Today I received the Power Distribution Module (with the built-in 5V/12V BEC) — that means I’m all set to get the plane ready for its maiden flight!

Here’s a run down of the things I’ve done today:

  • Added the landing gear. Wasn’t going to do this at first, but this would be perfect for full autonomy — I can now set it up to takeoff on its own, without even me having to hand-launch it!
  • Calibrated the ESCs. To do this, I had to fashion a Y-cable that connects both motor control signals to a single servo lead that I plug into the flight controller. Tested, and it worked perfectly. Motors are now both in perfect sync.
  • Connected the Power Distribution Module to the ESCs and the flight controller. I’m using the Pixhawk power module (which has a built-in 5V BEC that I’m using solely for the flight controller). This feeds the current and voltage metered data to the flight controller for monitoring.
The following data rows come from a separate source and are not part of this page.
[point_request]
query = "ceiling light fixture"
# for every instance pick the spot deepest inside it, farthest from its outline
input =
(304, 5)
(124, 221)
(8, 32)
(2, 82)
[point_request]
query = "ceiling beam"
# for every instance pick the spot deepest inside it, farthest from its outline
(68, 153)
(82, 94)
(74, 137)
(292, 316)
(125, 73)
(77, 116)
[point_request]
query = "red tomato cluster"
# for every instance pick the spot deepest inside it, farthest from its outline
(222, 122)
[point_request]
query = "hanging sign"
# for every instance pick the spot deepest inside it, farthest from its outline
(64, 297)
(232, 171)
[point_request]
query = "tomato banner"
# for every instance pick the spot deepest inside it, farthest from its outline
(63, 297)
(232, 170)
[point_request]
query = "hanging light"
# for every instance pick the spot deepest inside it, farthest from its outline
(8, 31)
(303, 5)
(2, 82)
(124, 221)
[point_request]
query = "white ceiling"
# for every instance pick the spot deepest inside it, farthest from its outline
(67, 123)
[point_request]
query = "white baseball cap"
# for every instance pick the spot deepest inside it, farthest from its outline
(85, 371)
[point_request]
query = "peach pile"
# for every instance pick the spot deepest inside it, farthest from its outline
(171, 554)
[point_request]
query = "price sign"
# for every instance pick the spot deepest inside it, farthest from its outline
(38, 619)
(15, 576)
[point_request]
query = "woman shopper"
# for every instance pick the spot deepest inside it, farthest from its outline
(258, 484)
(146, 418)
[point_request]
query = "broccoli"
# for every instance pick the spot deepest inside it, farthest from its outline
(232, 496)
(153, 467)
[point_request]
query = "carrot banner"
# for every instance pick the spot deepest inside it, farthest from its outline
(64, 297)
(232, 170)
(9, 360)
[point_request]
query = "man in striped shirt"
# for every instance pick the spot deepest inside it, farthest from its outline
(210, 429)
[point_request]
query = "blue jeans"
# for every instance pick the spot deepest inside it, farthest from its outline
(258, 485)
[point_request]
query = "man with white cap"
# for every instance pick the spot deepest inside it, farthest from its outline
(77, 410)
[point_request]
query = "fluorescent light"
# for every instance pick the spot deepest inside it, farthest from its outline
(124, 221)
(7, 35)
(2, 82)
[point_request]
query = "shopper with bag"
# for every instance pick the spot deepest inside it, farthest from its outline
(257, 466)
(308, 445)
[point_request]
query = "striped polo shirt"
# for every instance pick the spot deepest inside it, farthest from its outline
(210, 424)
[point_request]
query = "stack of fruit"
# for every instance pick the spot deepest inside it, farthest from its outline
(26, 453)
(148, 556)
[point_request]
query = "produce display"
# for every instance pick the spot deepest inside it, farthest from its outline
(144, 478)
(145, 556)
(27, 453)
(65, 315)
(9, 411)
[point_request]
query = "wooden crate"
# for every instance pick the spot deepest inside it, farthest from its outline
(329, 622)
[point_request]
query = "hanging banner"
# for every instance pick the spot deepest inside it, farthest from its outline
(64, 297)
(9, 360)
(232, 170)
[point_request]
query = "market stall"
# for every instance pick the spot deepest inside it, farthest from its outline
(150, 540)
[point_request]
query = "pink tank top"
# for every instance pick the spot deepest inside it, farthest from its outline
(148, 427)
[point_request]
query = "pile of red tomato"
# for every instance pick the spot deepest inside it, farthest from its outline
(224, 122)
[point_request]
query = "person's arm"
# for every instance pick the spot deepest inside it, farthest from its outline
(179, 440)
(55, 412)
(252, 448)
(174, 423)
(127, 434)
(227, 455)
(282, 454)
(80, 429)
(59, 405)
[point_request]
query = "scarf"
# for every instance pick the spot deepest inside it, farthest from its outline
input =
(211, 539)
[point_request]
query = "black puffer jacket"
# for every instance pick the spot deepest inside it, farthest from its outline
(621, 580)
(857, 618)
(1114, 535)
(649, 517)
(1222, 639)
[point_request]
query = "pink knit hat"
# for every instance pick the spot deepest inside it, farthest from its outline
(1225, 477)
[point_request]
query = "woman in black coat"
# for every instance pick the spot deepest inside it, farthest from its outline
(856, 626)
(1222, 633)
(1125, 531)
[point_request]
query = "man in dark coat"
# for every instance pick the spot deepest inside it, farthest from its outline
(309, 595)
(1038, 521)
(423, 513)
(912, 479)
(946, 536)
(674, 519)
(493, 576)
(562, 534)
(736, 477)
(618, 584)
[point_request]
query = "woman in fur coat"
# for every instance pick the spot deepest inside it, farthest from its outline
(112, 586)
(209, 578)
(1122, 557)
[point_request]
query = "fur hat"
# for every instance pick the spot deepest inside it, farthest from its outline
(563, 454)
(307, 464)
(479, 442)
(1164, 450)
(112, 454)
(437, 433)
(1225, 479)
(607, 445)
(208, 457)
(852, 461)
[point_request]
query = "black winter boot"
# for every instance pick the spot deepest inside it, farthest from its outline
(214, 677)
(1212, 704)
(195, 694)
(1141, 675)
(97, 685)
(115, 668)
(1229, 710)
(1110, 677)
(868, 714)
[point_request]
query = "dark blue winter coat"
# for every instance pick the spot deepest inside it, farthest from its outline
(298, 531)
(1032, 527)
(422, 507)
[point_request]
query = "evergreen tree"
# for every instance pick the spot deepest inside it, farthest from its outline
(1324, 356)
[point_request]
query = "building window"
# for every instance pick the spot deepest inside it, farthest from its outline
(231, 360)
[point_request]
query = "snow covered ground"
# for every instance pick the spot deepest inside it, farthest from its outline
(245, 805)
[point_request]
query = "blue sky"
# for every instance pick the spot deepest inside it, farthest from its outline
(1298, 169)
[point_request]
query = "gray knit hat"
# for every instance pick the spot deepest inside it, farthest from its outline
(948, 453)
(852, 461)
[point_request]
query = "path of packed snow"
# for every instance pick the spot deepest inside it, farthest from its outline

All other electronics are being powered by the BEC on the power distribution module.

Landing gear

Internal wiring

Power Distribution Module

All that remains now is to connect the camera & on-screen display up — and put together the Li-Ion battery pack (this is going to be a massive 23,000mAh 4S pack that weighs over 1kg). Should keep it in the air for several hours.

Update (March 23 & 24)

Today I:

  • Setup Bluetooth telemetry using this excellent guide.
  • Connected and installed the LEDs on the underside of the wings so that I can spot the plane in the dark. Right = green, Left = red. Nice and bright! They’re being fed 12V from the power distribution board.

I was not able to get the servo outputs of the Pixracer to work. I opened several support requests but to no avail. Looks like I just got a faulty Pixracer. The issue is that the servo outputs are supposed to reflect the RC inputs when the vehicle is ARMed and set to MANUAL mode. They don’t. Even the MAVlink messages show the purported servo outputs correctly, but I just get 0 on the outputs. I hooked up an Arduino to Channel 1 of the servo outputs to verify, and confirmed the 0 reading.

Expected servo output:

Expected servo output

Actual servo output:

Actual servo output

A whole lotta nothingness! Of course, without servo outputs the plane can’t fly. That means I’ll have to get the Pixracer replaced (and God knows how long that’s going to take to happen). In the mean time, I’m going to have to fallback to whatever flight controller I have handy — which means the APM2.8. It’s my last hope. Will have to replace all of the Pixracer connectors with the APM connectors and try again 😫

Update (19 Apr): I’ve been spending the past 2 weeks preparing for technical interviews at various companies. I’ll have a more in-depth post on this in the near future, but for now I’ve had little time for anything else. I plan on resuming this project in the first week of May.